D'une manière générale, ces crédits ne sont utilisables que s'ils sont mis à notre disposition dès le mois de septembre. Or vendre les fréquences, obtenir le paiement des opérateurs de télécommunication et mettre ces crédits en place pour septembre 2015 aurait représenté un exercice compliqué. Face à ces contraintes, nous avons instruit un certain nombre de sujets sur lesquels nous reviendrons, notamment les sociétés de projet.
Les besoins d'engagement s'élèvent à 11 milliards d'euros. Concernant les études amont, les crédits de paiement sont de 739 millions d'euros, en légère diminution ; ils correspondent aux besoins 2015, hors report de charges. Les principales caractéristiques de 2015, en la matière, résident dans l'augmentation des crédits attribués au dispositif RAPID : nous allons passer à 50 millions d'euros. Je suis d'ailleurs en train d'examiner l'augmentation de ces crédits. Il faut avoir un retour d'expérience positif. Les études liées à la cybersécurité vont continuer à monter en puissance. Nous continuerons également à mener des actions dans le domaine des drones de combat (FCAS DP) et des missiles. Nous sommes très proches du niveau moyen annuel des crédits de paiement prévu par la LPM.
Toutes les commandes prévues par la LPM sont au rendez-vous. Le point clé est COMSAT NG. La réalisation de nouveaux satellites permettant de renouveler la constellation Syracuse III qui date de 2001 ; c'est moi qui l'avais commandée il y a quelques années, lorsque j'étais dans un autre service : elle date un peu, et il faut donc se presser. Nous allons par ailleurs acquérir huit MRTT supplémentaires en 2015 ; trois seront fournis ultérieurement et deux autres seront livrés, dans le cadre de la LPM, en 2018 et 2019.
Pour ce qui est des livraisons, nos forces continuent de voir arriver des Rafale, conformément à ce qui est prévu, à hauteur de onze par an. Trois mises au standard F3 supplémentaires du Rafale F1 auront lieu. On compte beaucoup d'armement air-sol modulaire (AASM), ainsi qu'un premier lot de missiles de croisière navals (MDCN).
Grâce à un tir effectué hier à Biscarosse, nous avons qualifié le missile de croisière naval qui a été tiré à une portée maximale que je ne mentionnerai pas ici. Ce missile fonctionne donc.

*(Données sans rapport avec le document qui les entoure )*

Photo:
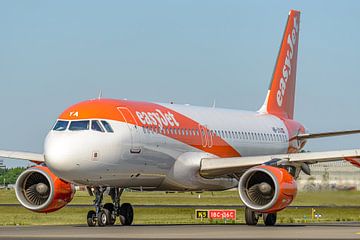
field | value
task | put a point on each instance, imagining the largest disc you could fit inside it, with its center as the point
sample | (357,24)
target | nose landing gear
(251,217)
(107,214)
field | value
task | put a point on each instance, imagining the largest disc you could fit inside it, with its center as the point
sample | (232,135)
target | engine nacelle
(267,189)
(39,190)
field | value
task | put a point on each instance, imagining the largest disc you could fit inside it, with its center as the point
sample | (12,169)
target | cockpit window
(107,126)
(61,125)
(95,125)
(79,125)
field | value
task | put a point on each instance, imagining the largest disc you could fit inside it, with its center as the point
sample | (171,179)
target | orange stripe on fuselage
(149,115)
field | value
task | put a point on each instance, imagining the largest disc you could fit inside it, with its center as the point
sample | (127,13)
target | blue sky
(54,54)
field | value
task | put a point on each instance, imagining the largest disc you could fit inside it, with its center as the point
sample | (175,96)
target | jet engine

Parmi les livraisons prévues, on compte également une frégate multi-mission (FREMM), des hélicoptères Tigre, ainsi que les 25 derniers véhicules blindés de combat d'infanterie (VBCI) - ce qui prouve bien l'urgence qui s'attache à trouver un avenir à Nexter, à la fois à travers des programmes d'armement nationaux et des partenariats à l'étranger. Enfin, quatre avions A400M et huit hélicoptères NH90 seront également livrés.
Nous poursuivrons la mise en oeuvre des déflations en personnels prévues pour la DGA dans le cadre de la LPM. Mon souci est le maintien des compétences de la DGA dans la durée, et la poursuite de recrutements qui permettent à la fois le maintien de ses compétences et leur développement sur des sujets nouveaux, comme la cybersécurité.
Certains ont facilement tendance à bloquer les embauches, ce que je déplore énormément. Je serai très favorable - mais c'est un rêve fou ! - au fait que l'on pratique enfin au ministère de la défense, ou au moins pour la DGA à titre d'exemple, une gestion sur la base de la masse salariale, et non sur le nombre d'agents...
En conclusion, 2014 constitue une première année de mise en oeuvre de la LPM conforme à celle-ci, avec néanmoins un certain nombre de tensions. La prévision pour 2015 est, de même, conforme à la LPM, sous réserve que les exportations de Rafale et les crédits correspondant à des recettes exceptionnelles soient bien au rendez-vous. Ce sont des conditions dont on savait qu'elles devaient être vérifiées en permanence sur la durée de la LPM.